After looking around, our website is very different to other usability companies. Typically, a usability company will have a standard 2 column layout: header at the top with logo at top left, company name/aim/niche at top right, a narrow navigation column on the left and a wide area of text content to the middle and right side. Sometimes, there are nice pictures, but quite often there are none.
A quick bit of user testing showed one thing to me. Most people are not in the slightest bit interested in usability companies. We could be talking a different language for all they care and this includes people who hire us. I was surprised by the complete absence of interest. Of course, folks are very interested when we do our work well and a product works without them having to think too much, but other than that, we are on to a loser.
This was shown by the lack of reading of the main text content. This is quite disturbing really because it shows that potential customers probably won't read or absorb much of the main page. Yes, they will if it is a standard test and they are given a specific task to find a particular piece of information, but that's flawed. Users would have to be given the task of "look through 10 usability company websites and then 10 more. Then remember what the ninth one said." I bet that the primacy and recency effects come into play and users only remember the first or most recent sites they visited.
So in the best tradition of performance based HCI, I've reduced the cognitive demands of the site by reducing the amount of information on the page. This means a distinct lack of text and bullet points with links to more detailed pages should anyone want to know more. My experience with e-learning for postgraduate medical students also helps here because they, like business people, are busy too and don't have the time to wade through piles of information. Instead, they need the information they want presented as concisely as possible.

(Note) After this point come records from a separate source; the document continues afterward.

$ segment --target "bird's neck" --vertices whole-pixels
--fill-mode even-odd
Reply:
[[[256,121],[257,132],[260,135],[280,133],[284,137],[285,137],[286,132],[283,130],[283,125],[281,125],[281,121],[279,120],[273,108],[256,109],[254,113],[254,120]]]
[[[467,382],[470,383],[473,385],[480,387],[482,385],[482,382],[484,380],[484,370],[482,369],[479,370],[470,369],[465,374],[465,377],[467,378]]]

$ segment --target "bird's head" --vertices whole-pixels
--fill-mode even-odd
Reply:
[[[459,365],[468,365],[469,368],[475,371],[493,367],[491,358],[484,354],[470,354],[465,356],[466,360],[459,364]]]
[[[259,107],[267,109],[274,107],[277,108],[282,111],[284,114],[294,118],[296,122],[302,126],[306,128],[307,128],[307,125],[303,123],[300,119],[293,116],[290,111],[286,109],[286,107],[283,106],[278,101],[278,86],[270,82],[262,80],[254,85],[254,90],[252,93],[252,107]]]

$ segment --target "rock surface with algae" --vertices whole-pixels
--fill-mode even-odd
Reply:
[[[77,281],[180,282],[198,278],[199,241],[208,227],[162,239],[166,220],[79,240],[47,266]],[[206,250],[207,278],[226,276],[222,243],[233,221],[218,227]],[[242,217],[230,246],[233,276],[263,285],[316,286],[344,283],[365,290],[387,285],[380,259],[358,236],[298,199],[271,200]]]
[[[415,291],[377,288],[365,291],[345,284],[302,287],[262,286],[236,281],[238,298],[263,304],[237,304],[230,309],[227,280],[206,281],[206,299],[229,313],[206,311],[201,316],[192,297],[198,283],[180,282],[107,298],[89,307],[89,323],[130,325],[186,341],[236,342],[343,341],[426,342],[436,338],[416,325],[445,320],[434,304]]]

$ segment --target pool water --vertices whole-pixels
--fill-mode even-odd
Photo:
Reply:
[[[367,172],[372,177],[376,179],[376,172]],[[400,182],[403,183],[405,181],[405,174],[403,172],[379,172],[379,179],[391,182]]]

This means that there is not much to actually read on each page but that's okay. Links to more information are present.
But the websites were also boring. Unless I am fascinated by a subject, I don't like being faced with pages of text. Perhaps we in usability companies assume that everyone else has the same fascination as us, but they don't and it's a fact.

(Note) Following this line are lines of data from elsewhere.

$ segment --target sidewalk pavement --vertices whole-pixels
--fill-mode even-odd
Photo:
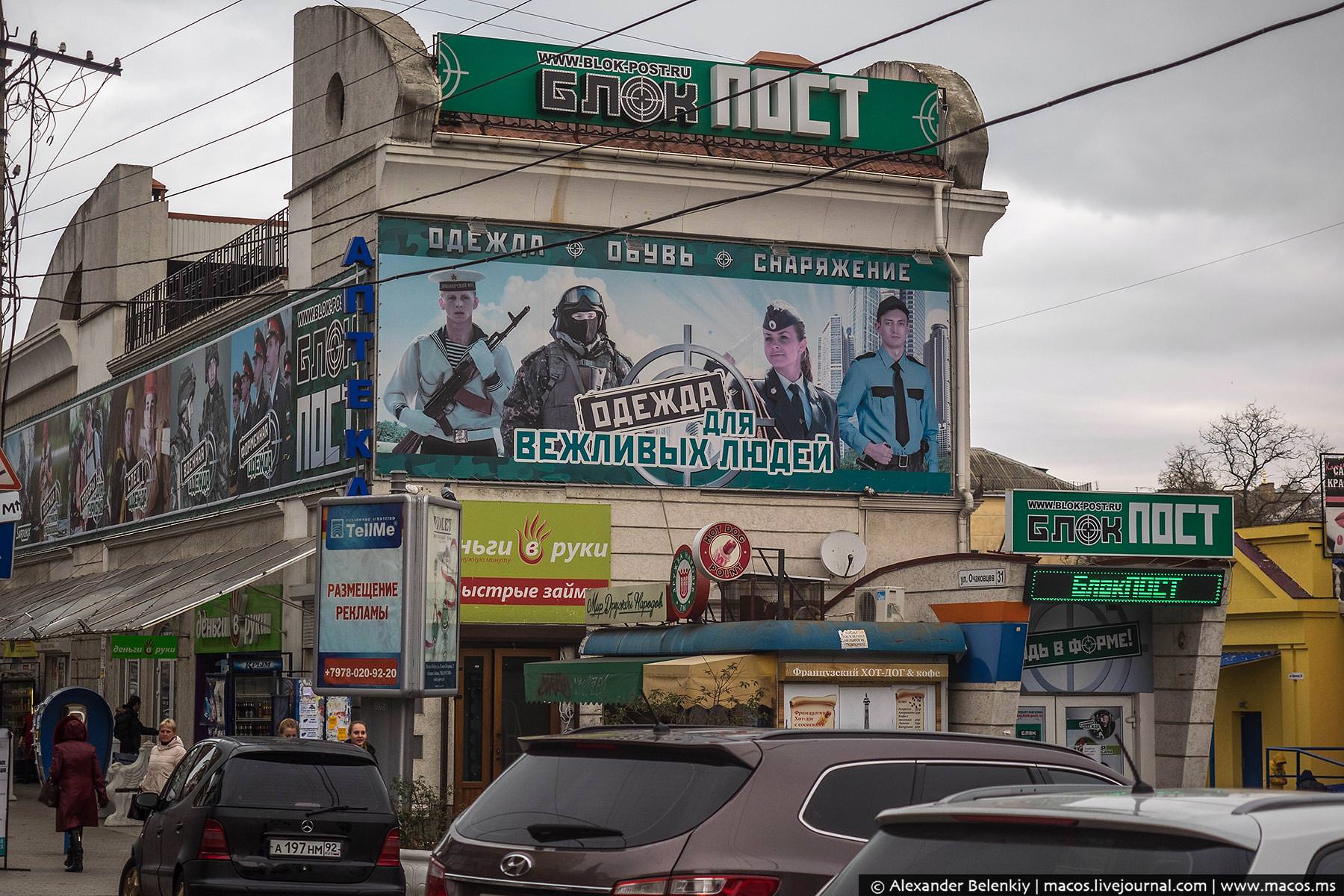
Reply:
[[[0,870],[0,893],[24,896],[117,896],[121,869],[140,827],[85,827],[85,870],[65,869],[65,836],[56,810],[38,802],[38,785],[15,785],[9,802],[9,868]]]

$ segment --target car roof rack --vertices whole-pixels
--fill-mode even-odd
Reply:
[[[1232,810],[1234,815],[1253,815],[1258,811],[1273,811],[1275,809],[1293,809],[1301,806],[1329,806],[1344,803],[1344,794],[1322,794],[1318,791],[1286,793],[1273,797],[1261,797],[1242,803]]]
[[[1030,797],[1032,794],[1089,794],[1089,793],[1116,793],[1129,791],[1128,785],[999,785],[997,787],[974,787],[949,794],[933,803],[969,803],[976,799],[993,799],[995,797]]]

So the design also attempts (not sure how successfully though!) to reduce page boredom by using lots of white space around the edge to draw the eye into the centre. On the left hand side is a nice picture which hopefully conveys some of the text's meaning. The navigation bar is on the top with indicators of the current page / section and little else. On the right of the picture, occupying 35% of space, is the main text which as I have said is brief and can be assimilated quickly. Underneath is list of link to the left and the logo to the right.
In this, I was inspired by some wonderful flash-based sites by a graphic artist. In terms of usability, they are not so good but they looked wonderful. What I wanted to do was to have a site that looked pleasing and relaxing upon being visited, but one that also communicated information very effectively and was still usable and accessible.
Conventional practice always puts the logo at the top left hand side where most people (those whose written language read from left to right) set their gaze according to eye-tracking studies. To me, a logo is much like an advert and can easily be dismissed automatically without being absorbed. Instead, I have put the name and type of company there. The logo being bottom right is hopefully where the eye falls towards the end of its initial journey. I'm hoping that the primacy and recency effect encourages strong remembering of the company because in both places, the company's name are there.
All fonts are relatively sized and all images have alternative text. Being so concise, users with screen readers should also be able to whip through a page more quickly too.
I guess time and more testing will show if this idea works, but for the time being it seems to be doing okay.